Well, they are NOT LOSERS anymore.

The secret to making stupid money with these royalty trusts (with $100 oil and $6 natural gas) is to focus on those that have 1) a long expected life 2) fixed administration costs and 3) located in the richest energy fields in North America: A) The Permian Basin in Texas and B) The natural gas bonanza that is the Marcellus Basin in Pennsylvania.

The ECA Marcellus Royalty Trust clicks all those boxes like a champ. 

 Look at the yields and unit prices back in the last energy price boom and trust prices in 2013-2014:


So the math here is perfect for a similar run to the others above. These natural gas wells in the Marcellus are very long-lived--and many in this trust are wells that are drilled and proven but not developed yet ("PUDs").

$ECTM takes its royalty right off the top when the natural gas is sold and is moved into the pipeline for delivery.
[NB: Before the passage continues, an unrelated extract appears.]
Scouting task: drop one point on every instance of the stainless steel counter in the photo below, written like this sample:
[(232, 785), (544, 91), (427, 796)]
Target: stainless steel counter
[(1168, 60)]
We estimate the life of the ECT production for 10 years plus--and with Russian natural gas now verboten in many regions of the world, US natural gas production is now the primary source for world supply to take up the slack.

In short, the world is looking to the American natural gas and LNG industry to plug the hole in the world's natural gas supply as Russian natural gas sanctions kick in. 
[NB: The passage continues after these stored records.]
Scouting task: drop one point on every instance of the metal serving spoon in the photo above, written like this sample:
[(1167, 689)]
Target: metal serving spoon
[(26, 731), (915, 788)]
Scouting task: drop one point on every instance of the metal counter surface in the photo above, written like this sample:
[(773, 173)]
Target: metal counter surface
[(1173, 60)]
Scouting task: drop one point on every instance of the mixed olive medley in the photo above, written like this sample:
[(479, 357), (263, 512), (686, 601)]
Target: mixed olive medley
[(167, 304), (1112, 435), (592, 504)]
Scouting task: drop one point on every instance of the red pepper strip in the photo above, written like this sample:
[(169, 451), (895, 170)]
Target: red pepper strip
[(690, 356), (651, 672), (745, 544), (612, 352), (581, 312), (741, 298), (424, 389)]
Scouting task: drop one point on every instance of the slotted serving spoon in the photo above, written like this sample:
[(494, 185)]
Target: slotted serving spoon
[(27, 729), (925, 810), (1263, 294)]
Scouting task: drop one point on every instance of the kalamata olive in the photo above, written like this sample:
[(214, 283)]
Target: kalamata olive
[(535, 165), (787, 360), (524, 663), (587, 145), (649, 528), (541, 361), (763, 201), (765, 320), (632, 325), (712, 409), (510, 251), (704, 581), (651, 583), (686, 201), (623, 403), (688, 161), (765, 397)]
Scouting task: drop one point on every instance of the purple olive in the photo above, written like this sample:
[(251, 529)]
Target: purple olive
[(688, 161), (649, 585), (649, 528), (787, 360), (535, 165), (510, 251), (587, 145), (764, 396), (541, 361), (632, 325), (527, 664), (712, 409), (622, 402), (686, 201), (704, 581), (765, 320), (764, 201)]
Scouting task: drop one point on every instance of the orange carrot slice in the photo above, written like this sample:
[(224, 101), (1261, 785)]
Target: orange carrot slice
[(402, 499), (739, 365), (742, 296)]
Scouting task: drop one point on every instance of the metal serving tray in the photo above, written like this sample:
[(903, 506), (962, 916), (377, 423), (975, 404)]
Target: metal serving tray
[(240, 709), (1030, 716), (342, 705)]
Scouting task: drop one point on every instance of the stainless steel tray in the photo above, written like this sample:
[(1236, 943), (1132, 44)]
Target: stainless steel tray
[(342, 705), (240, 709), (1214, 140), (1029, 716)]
Thus--in the new global energy calculus post Russia's bloodthirsty invasion of Ukraine--ECTM is in the very right place at the very right time to help the Western world keep supplied with natural gas. While the current 52% yield may not be sustainable after a while...25% dividend rates are VERY sustainable. 

My advice is for you to lock in a nice amount of ECTM and keep riding the dividend gravy train for all long as we can! These oil and natural gas trusts have been insanely profitable for us in the last six months...I expect now less with ECTM! I LOVE taking advantage of Wall Street's lack of interest!